Key Principles
Emeritus Professor Dylan Wiliam claims that John Sweller’s Cognitive load theory (CLT) is the ‘single most important thing’ for teachers to know.
‘Cognitive load’ relates to the amount of information that working memory can hold at one time.
Working memory is where information is processed either from the environment or from long-term memory. If too much strain is placed on working memory then learners may get confused, frustrated and give up. Reducing this strain or ‘cognitive load’ involves planning effective learning opportunities which uses both the large capacity of the long-term memory and the more limited working memory. The working memory capacity of your students will vary, so something that might overload one student won’t necessarily overload another. One way of the ways to do this is through dual-coding theory, processing information both visually and verbally.

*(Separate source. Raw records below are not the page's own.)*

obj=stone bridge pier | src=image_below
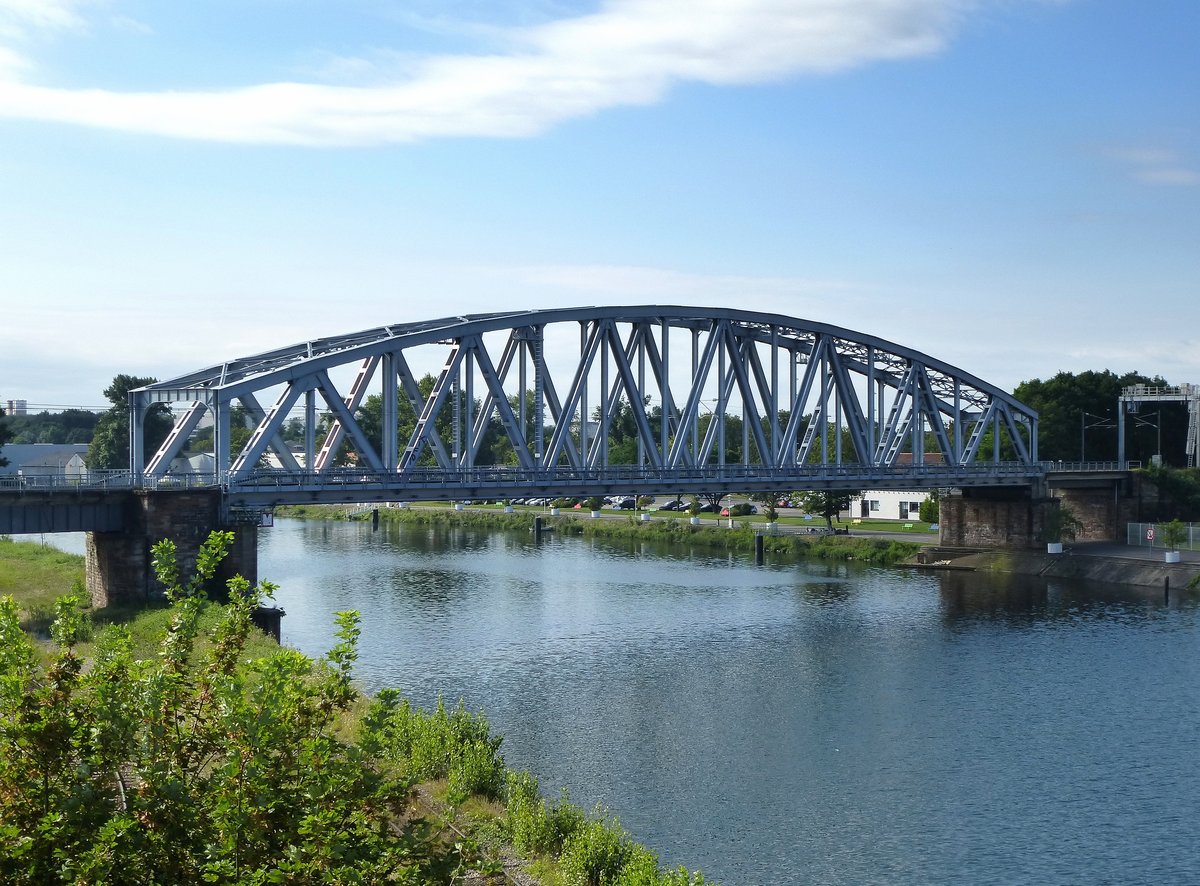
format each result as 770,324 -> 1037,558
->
86,490 -> 258,607
938,471 -> 1132,550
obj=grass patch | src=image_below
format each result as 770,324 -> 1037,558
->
0,537 -> 86,630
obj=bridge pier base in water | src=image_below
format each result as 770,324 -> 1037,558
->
85,490 -> 258,607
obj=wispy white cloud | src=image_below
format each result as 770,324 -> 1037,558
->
0,0 -> 966,145
0,0 -> 92,38
1112,148 -> 1200,187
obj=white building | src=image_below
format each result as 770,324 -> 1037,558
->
845,489 -> 929,520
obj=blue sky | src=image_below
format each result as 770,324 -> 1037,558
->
0,0 -> 1200,406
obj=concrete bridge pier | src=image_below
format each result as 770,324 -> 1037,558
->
86,490 -> 258,607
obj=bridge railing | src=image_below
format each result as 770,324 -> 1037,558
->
1042,461 -> 1123,473
229,462 -> 1040,495
0,471 -> 134,491
0,471 -> 221,492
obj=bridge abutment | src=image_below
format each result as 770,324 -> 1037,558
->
937,487 -> 1042,550
86,490 -> 258,607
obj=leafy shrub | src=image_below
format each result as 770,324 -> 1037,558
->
0,533 -> 422,884
364,689 -> 505,804
506,772 -> 584,855
558,809 -> 631,886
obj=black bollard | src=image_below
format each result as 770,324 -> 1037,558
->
250,606 -> 287,642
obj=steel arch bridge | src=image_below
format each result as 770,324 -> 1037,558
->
130,305 -> 1042,508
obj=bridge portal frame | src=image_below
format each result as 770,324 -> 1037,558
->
130,305 -> 1042,503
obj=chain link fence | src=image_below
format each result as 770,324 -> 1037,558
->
1126,523 -> 1200,551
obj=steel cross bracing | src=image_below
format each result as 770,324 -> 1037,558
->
130,306 -> 1040,504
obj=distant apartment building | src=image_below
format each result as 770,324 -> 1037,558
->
0,443 -> 88,480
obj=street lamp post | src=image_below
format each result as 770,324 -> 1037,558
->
1079,409 -> 1116,462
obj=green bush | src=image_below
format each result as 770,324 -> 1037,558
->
558,809 -> 644,886
506,772 -> 584,856
362,689 -> 505,804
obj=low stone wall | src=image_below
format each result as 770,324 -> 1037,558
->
952,551 -> 1200,591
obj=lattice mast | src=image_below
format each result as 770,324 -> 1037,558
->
1117,384 -> 1200,468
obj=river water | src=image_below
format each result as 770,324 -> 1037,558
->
259,520 -> 1200,885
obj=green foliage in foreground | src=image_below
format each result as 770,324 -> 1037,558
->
1141,466 -> 1200,520
506,772 -> 707,886
0,533 -> 703,886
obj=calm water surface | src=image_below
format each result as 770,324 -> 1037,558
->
259,520 -> 1200,886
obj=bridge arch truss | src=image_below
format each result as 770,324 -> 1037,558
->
130,306 -> 1039,502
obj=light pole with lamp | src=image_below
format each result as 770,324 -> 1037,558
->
1079,409 -> 1116,465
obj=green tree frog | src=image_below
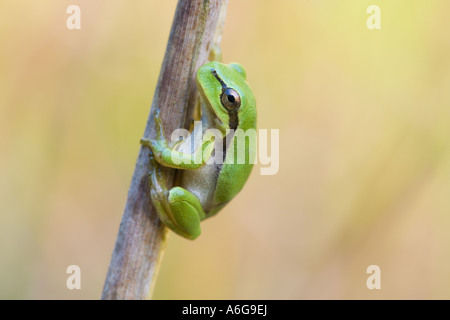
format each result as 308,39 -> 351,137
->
141,61 -> 256,239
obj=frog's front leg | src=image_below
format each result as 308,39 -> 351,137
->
141,108 -> 214,169
149,154 -> 205,240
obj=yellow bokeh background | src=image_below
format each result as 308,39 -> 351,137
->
0,0 -> 450,299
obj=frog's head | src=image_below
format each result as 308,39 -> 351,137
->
197,62 -> 256,134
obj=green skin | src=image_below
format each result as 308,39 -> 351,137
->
141,62 -> 256,239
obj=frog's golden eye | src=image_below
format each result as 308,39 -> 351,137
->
220,88 -> 241,109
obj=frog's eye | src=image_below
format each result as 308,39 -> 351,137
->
220,88 -> 241,109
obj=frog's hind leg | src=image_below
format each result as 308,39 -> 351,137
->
150,154 -> 205,240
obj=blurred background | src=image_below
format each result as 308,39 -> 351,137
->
0,0 -> 450,299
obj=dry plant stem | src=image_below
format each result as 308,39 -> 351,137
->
102,0 -> 228,299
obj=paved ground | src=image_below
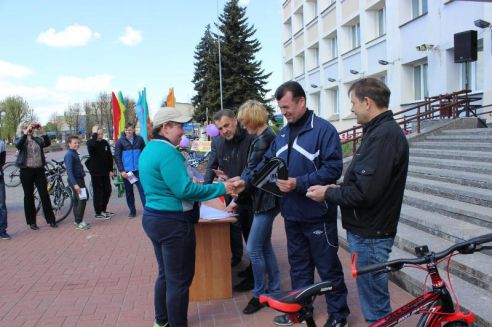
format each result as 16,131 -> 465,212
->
0,153 -> 415,327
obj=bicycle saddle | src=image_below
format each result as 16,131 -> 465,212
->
260,281 -> 335,313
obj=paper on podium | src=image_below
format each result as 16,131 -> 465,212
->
200,204 -> 234,220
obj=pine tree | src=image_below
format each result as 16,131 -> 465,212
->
216,0 -> 273,113
192,0 -> 273,122
191,25 -> 220,122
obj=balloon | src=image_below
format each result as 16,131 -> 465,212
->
205,124 -> 220,137
179,135 -> 190,148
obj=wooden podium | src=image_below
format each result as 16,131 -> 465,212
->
190,202 -> 237,301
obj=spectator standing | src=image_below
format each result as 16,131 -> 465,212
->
14,122 -> 58,230
63,135 -> 90,229
140,107 -> 240,327
306,78 -> 409,324
114,123 -> 145,218
238,100 -> 280,314
204,109 -> 254,291
86,125 -> 114,219
237,81 -> 350,327
0,140 -> 10,240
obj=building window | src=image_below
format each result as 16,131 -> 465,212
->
412,0 -> 427,19
413,63 -> 429,100
350,22 -> 360,49
377,8 -> 386,36
328,35 -> 338,59
460,39 -> 484,91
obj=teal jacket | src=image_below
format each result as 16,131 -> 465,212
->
138,137 -> 226,222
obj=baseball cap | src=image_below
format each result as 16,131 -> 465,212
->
152,107 -> 191,128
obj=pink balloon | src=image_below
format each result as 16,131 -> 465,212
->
179,135 -> 190,148
205,124 -> 220,137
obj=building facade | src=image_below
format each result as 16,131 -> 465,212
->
282,0 -> 492,131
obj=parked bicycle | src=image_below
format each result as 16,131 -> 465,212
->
260,234 -> 492,327
3,161 -> 55,187
34,159 -> 73,223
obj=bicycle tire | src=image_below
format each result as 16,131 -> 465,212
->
50,187 -> 73,223
3,162 -> 21,187
444,321 -> 469,327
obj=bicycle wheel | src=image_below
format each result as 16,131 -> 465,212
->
3,162 -> 20,187
50,186 -> 73,223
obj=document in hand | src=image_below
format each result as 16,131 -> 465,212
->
126,171 -> 138,184
200,204 -> 235,220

Long-term memory can be seen as infinite, whereas working memory should be seen as short term and finite.
Schema
A schema is a mental structure that corresponds to an object, an idea, a collection of information, concrete or abstract that the brain is thinking about. Schemas are important for two reasons:
- they allow us to draw up a strong understanding of a problem or situation fairly rapidly
- they free up our working memory to allow us to work on ways to solve a problem or complete a task
Working memory treats an established schema as a single item, and a highly practiced "automated" schema barely counts at all. So, learning activities that draw upon your existing knowledge expands the capacity of your working memory.

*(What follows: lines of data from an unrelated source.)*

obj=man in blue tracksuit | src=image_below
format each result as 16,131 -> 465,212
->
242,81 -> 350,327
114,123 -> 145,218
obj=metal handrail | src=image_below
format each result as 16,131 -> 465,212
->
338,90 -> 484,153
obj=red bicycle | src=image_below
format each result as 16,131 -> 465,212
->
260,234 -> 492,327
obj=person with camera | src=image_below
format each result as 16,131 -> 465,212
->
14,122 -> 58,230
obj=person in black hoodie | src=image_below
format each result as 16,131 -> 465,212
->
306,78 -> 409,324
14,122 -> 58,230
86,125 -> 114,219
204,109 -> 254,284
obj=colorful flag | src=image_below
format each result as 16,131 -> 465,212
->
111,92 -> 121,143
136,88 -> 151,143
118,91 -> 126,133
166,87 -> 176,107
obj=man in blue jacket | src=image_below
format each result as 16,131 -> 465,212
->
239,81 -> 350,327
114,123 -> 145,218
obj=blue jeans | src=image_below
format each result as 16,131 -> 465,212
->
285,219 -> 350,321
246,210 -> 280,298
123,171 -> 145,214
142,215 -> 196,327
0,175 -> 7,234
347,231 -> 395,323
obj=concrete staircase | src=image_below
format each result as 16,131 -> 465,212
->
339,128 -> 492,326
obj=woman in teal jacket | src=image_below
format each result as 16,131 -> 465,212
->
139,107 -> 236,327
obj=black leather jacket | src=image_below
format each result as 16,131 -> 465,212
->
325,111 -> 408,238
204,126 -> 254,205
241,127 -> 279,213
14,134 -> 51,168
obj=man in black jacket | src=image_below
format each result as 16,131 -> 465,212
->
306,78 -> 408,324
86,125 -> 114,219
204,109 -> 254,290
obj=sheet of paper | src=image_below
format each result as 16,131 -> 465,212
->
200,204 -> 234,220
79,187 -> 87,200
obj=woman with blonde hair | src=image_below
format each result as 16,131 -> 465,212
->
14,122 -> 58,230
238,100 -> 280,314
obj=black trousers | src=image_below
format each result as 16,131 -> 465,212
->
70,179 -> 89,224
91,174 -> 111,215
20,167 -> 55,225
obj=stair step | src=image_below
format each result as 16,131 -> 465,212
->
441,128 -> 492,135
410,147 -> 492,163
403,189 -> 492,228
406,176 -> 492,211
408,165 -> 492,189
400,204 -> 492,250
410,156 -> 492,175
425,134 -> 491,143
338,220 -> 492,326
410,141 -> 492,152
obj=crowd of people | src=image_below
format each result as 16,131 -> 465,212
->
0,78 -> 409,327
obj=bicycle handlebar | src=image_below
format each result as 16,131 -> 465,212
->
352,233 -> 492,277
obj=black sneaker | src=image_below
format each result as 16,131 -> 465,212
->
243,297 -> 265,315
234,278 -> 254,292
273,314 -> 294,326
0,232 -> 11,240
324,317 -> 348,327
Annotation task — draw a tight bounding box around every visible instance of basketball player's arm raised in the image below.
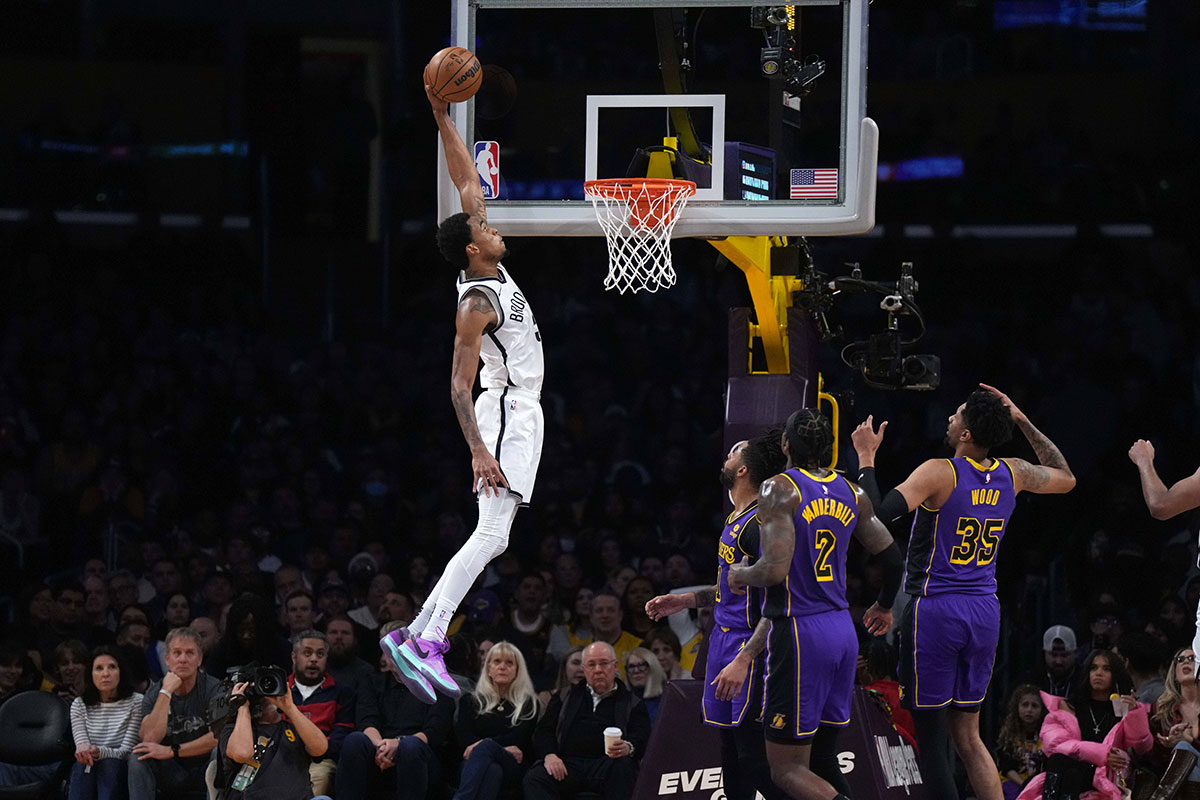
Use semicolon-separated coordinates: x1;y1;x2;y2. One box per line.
450;291;509;495
425;84;487;222
728;475;800;591
979;384;1075;494
1129;439;1200;519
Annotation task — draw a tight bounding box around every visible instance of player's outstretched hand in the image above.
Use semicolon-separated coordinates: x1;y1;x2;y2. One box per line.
425;84;450;114
713;658;750;700
728;555;751;595
470;447;509;498
979;384;1025;422
863;603;892;636
1129;439;1154;467
850;414;888;467
646;595;691;622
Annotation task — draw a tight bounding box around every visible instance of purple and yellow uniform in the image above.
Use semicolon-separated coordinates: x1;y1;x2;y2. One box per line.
701;503;763;728
762;468;858;742
900;458;1016;709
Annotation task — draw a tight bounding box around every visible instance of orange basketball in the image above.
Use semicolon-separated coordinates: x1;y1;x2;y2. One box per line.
425;47;484;103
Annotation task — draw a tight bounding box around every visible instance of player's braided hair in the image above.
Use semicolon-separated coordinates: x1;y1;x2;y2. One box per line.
437;212;475;270
962;389;1013;450
742;428;787;487
784;408;833;469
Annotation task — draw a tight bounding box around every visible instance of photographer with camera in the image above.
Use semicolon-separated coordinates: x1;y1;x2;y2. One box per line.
128;627;221;800
218;670;329;800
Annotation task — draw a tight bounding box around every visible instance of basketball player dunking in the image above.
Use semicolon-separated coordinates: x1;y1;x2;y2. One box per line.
851;384;1075;800
646;428;787;800
728;409;902;800
379;86;542;703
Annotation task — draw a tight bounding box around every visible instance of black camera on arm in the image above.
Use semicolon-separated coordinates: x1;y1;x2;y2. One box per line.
209;662;290;739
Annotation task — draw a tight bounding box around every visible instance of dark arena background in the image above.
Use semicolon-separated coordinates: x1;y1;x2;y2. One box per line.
0;0;1200;800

This means that teaching learners prerequisite skills before introducing a more complex topic, will help them establish schemas that extend their working memory; and this then means that they can understand and learn more difficult information.
Episodic and Semantic Memory
Episodic memory is the memory of ‘episodes‘ of our life. This takes no effort to form, it just happens automatically. Episodic memory is highly contextual, memory comes mixed together with sensual and emotional experiences. We all have very distinct memories, we can remember emotions, sounds, sights and smells that still feel like they were just yesterday, though twenty years may have passed.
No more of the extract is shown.